The two questions raised by the Commonwealth correspond with the two bases for the trial court's decision, as discussed above. Both of these grounds depend upon the trial court's interpretation of the DUI statute as reflecting a legislative intent to criminalize the act of driving while the individual's BAC level is above the statutory threshold. The correctness of such interpretation was an issue presented to this Court in Commonwealth v. Duda, ___ Pa. ___, 923 A.2d 1138 (2007) in which the common pleas court of Allegheny County invalidated Section 3802(a)(2) on a similar basis.[3] Therefore, we held the present appeal pending our disposition of Duda. As our decision in that matter has now been announced, see Commonwealth v. Duda, 923 A.2d 1138 (Pa.2007), this appeal is ready for disposition.

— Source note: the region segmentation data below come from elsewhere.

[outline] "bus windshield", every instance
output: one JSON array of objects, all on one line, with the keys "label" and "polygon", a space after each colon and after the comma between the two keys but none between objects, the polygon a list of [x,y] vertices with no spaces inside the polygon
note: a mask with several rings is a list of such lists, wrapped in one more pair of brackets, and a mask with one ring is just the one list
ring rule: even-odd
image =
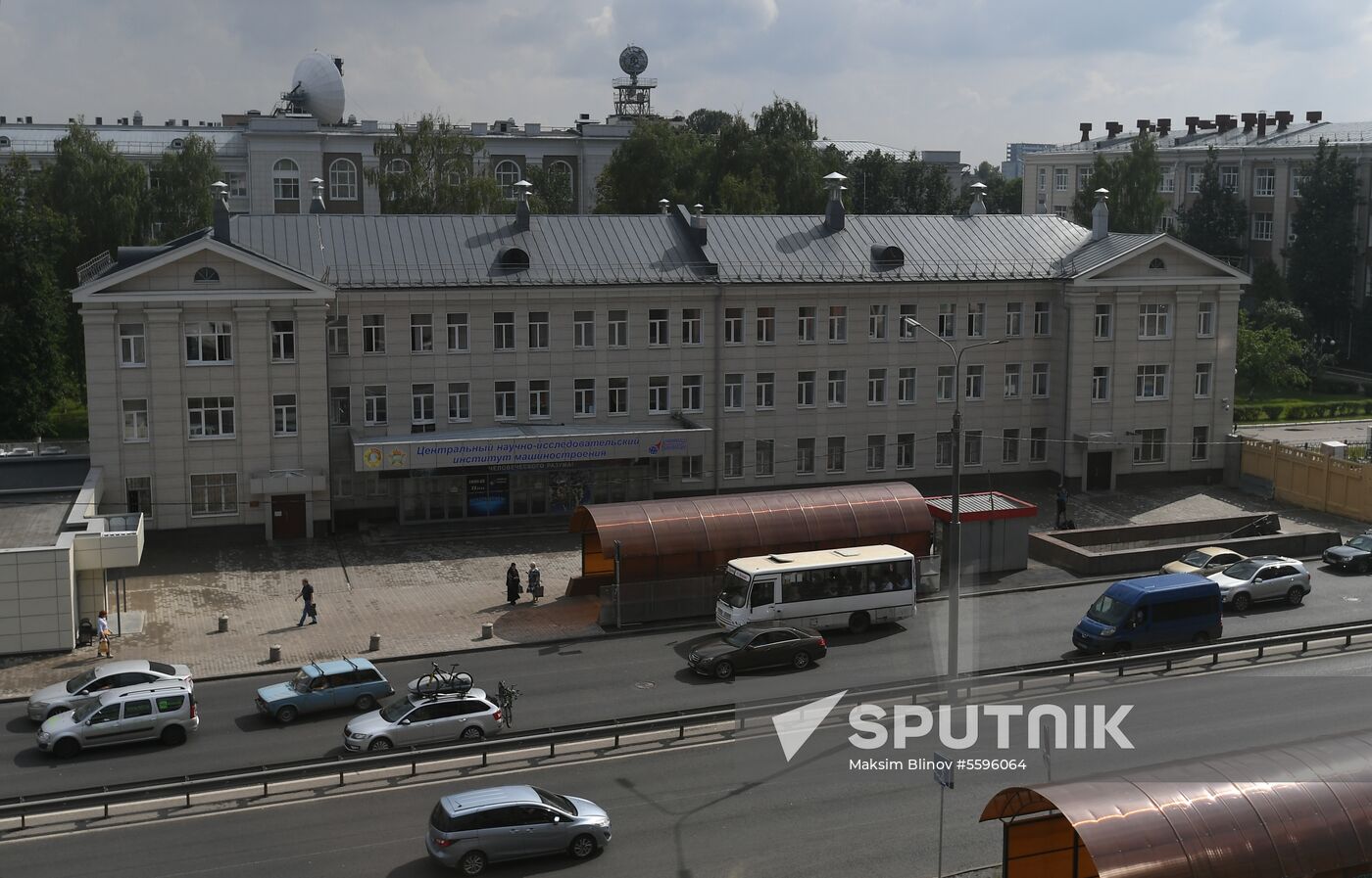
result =
[{"label": "bus windshield", "polygon": [[734,570],[733,567],[726,567],[723,590],[719,593],[719,600],[729,604],[734,610],[742,610],[744,607],[746,607],[748,577]]}]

Our Duda decision reversed the Allegheny County court's order and upheld Section 3802(a)(2). Duda explains that Section 3802(a)(2) does not depend upon the driver's BAC level while actually driving, but rather, defines the offense in terms of consuming a sufficient quantity of alcohol prior to driving such that the driver's BAC level meets the statutory threshold *971 at the time of testing within two hours after driving. Accordingly, it does not raise a conclusive presumption, and it is distinguishable from the statute invalidated in Barud. See Duda, 923 A.2d at 1147. Furthermore, it survives rational-basis judicial scrutiny and is not overbroad. See Duda, 923 A.2d at 1152. Although subsection (c) of Section 3802 employs a higher BAC threshold than subsection (a)(2) (which pertains to "DUI-general impairment" rather than "DUI-highest rate of alcohol"), it is in all other respects identical to subsection (a)(2). The difference in the statutory BAC threshold is immaterial to the analysis employed in Duda. That reasoning fatally undermines the trial court's disposition in the present case.

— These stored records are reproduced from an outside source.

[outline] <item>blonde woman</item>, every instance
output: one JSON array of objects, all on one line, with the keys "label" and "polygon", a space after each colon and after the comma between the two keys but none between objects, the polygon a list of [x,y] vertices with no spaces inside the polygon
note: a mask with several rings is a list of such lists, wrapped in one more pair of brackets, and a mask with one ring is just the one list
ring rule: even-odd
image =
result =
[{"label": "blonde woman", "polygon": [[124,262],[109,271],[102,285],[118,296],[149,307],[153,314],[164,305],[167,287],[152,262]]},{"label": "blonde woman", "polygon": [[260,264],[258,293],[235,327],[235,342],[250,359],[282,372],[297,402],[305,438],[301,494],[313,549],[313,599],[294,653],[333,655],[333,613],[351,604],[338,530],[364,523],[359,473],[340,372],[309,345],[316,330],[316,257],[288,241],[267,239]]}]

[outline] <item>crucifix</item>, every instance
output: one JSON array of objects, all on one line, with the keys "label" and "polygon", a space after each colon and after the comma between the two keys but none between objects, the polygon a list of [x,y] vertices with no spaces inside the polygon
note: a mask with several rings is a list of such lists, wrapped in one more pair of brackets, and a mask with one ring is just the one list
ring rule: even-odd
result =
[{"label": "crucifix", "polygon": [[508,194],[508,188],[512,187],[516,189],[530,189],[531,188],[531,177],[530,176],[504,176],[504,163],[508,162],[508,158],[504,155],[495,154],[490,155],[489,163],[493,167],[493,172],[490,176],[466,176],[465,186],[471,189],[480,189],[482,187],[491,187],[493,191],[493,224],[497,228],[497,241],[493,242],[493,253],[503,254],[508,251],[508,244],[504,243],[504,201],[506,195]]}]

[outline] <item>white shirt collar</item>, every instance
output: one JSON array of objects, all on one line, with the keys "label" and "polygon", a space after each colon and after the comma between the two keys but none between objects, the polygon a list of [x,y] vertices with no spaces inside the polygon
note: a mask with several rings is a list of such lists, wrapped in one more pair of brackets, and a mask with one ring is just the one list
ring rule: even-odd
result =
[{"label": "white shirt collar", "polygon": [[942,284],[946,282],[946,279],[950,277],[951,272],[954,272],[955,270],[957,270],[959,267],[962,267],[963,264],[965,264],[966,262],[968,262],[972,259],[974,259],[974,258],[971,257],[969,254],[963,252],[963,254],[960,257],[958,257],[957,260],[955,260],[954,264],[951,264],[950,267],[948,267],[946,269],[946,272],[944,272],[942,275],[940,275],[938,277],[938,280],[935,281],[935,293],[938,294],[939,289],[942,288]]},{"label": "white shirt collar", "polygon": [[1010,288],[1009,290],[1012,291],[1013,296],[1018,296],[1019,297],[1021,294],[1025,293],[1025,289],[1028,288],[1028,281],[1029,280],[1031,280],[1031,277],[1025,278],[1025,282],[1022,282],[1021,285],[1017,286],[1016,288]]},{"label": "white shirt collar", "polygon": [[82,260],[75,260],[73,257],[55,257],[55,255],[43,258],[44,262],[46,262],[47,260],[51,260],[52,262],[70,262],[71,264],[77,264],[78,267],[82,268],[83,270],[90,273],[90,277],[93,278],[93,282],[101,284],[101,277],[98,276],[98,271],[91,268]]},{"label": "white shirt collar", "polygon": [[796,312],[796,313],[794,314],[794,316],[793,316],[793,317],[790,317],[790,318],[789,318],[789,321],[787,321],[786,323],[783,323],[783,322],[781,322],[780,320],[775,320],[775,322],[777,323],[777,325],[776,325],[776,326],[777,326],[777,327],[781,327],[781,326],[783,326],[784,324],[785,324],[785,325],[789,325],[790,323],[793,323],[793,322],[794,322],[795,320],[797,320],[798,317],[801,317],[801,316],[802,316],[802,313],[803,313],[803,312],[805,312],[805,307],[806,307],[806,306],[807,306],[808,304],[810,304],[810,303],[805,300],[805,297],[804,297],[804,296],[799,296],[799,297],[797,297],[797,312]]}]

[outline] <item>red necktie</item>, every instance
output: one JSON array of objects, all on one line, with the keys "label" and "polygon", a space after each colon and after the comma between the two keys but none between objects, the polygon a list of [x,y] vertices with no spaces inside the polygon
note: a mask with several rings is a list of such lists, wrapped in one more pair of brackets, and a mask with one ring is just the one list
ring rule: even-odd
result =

For the foregoing reasons, the order of the Court of Common Pleas dated November 9, 2005, is reversed insofar as it ruled that Section 3802 of the Vehicle Code is unconstitutional, and the matter is remanded for further proceedings consistent with this Opinion.

Chief Justice CAPPY files a concurring statement in which Justice CASTILLE and FITZGERALD join.

Chief Justice CAPPY, dissenting.

I join the majority opinion based on this Court's majority decision in Commonwealth v. Duda, 923 A.2d 1138 (2007). If I were writing on a clean slate, my position would be that expressed in Mr. Justice Castille's dissenting opinion in Duda, which I joined.

Justice CASTILLE and FITZGERALD join this concurring statement.

NOTES

[1] See Act of Sept. 30, 2003, P.L. 120, No. 24, effective Feb. 1, 2004 ("Act 24"). Act 24 repealed and replaced the prior DUI statute located at Section 3731 of the Vehicle Code, 75 Pa.C.S. § 3731, which, in 1996, was invalidated in part by this Court.

[2] In its order, the court also denied Appellee's motion to suppress, as well as his request for a writ of habeas corpus. See generally Commonwealth v. Hock, 556 Pa. 409, 728 A.2d 943, 945 n. 2 (1999) (explaining that a petition for a writ of habeas corpus is the proper vehicle to test the sufficiency of the Commonwealth's evidence pre-trial).

[3] Indeed, the present trial court's opinion cites to the Allegheny County Court's Duda decision for support, and its reasoning is substantially similar to that employed by the Duda trial court.